Multilayer Plasmonic Biosensor with Enhanced Evanescent Field Confinement for Early Detection of Blood Cancer
摘要
In this study, we developed and optimized a surface plasmon resonance (SPR) biosensor to detect blood cancer biomarkers. The sensor was studied with different metallic layers of silver (Ag), gold (Au), copper (Cu), and aluminum (Al), and dielectric substrates BK7, K5, and BAK1. To improve the performance of the sensor, functional layers of silver arsenic sulfide (Ag₃AsS₃), silver gallium sulfide (AgGaS₂), and aluminum antimonide (AlSb) were considered on top of the metallic films. Sensitivity, quality factor (QF), detection accuracy (DA), and full-width-at-half-maximum (FWHM) sensor characteristics were studied based on the angular interrogation method using a transfer matrix approach at a wavelength of 633 nm.

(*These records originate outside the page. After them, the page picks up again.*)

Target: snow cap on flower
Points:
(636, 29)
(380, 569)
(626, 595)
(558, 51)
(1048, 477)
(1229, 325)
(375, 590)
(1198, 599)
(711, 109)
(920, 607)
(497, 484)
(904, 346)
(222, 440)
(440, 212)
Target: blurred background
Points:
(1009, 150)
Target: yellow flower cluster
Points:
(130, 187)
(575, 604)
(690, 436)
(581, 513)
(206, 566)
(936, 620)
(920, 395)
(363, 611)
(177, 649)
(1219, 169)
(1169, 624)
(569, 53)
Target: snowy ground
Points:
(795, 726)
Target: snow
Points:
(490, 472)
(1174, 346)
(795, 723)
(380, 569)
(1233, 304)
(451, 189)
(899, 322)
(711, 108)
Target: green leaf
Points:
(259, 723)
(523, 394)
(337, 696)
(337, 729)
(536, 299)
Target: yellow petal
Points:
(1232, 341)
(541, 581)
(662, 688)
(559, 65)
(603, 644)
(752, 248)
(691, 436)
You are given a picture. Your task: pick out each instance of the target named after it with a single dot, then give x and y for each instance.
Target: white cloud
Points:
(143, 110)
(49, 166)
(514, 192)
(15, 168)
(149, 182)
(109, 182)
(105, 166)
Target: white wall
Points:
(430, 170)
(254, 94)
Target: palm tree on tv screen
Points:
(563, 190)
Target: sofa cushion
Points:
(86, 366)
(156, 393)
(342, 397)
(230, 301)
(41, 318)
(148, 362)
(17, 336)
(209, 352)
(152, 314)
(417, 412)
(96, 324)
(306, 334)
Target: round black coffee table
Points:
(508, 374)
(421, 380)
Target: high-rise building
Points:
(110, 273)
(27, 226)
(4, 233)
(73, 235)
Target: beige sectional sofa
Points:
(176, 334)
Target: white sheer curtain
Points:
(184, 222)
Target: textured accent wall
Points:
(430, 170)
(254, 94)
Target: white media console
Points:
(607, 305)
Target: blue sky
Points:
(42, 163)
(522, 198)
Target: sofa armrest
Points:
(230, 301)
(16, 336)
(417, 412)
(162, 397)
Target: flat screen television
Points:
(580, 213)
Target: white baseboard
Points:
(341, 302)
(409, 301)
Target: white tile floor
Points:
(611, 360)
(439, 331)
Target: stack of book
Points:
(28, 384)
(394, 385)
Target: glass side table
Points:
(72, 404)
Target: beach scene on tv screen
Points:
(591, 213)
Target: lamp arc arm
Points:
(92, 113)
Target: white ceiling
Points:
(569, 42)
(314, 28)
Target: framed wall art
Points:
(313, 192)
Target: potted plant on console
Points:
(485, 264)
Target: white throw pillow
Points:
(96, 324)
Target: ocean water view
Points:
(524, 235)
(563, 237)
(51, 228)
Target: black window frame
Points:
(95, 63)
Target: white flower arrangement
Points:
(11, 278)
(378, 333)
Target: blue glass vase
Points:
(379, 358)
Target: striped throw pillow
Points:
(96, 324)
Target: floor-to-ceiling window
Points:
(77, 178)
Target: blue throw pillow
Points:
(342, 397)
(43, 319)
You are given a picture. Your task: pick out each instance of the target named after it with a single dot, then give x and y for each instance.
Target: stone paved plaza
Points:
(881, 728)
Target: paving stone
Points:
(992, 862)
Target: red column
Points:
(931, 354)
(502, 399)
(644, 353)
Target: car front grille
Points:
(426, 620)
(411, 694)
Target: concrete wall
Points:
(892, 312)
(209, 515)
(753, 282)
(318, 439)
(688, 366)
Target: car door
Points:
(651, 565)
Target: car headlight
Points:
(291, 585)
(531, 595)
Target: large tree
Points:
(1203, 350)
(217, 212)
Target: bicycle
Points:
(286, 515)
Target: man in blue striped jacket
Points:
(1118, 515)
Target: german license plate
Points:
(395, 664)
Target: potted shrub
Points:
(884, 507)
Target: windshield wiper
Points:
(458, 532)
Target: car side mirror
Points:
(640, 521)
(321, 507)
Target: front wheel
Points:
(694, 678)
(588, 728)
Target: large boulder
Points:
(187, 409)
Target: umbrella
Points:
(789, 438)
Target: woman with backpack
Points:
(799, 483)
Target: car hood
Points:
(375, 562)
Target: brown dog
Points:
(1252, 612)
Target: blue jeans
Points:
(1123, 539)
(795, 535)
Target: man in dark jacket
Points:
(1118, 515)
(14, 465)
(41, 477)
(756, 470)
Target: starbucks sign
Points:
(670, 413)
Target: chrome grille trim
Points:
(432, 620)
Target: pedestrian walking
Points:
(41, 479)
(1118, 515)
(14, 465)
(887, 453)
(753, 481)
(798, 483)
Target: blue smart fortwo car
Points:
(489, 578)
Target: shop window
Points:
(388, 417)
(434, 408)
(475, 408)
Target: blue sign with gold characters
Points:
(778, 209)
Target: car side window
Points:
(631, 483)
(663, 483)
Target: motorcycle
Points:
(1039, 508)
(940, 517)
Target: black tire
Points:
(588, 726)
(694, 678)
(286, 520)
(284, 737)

The optimized configuration: BK7–Ag (54 nm)–Ag₃AsS₃ (1 nm)–AgGaS₂ (3 nm)–AlSb (2*0.53 nm)–analyte exhibited significantly improved characteristics, with a sensitivity of 398.1°/RIU, a QF of 142.45 RIU⁻¹, and superior DA of 1.994; when compared to conventional metallic configurations. The utilization of noble metals in combination with chalcogenide and antimonide materials results in a magnified field confinement and sharper resonance. The biosensor demonstrated potential for early-stage detection of leukemia and for further exploration in biomedical sensing and drilling down in healthcare diagnostics. This study is completely based on numerical simulations performed via transfer-matrix method (TMM) in MATLAB.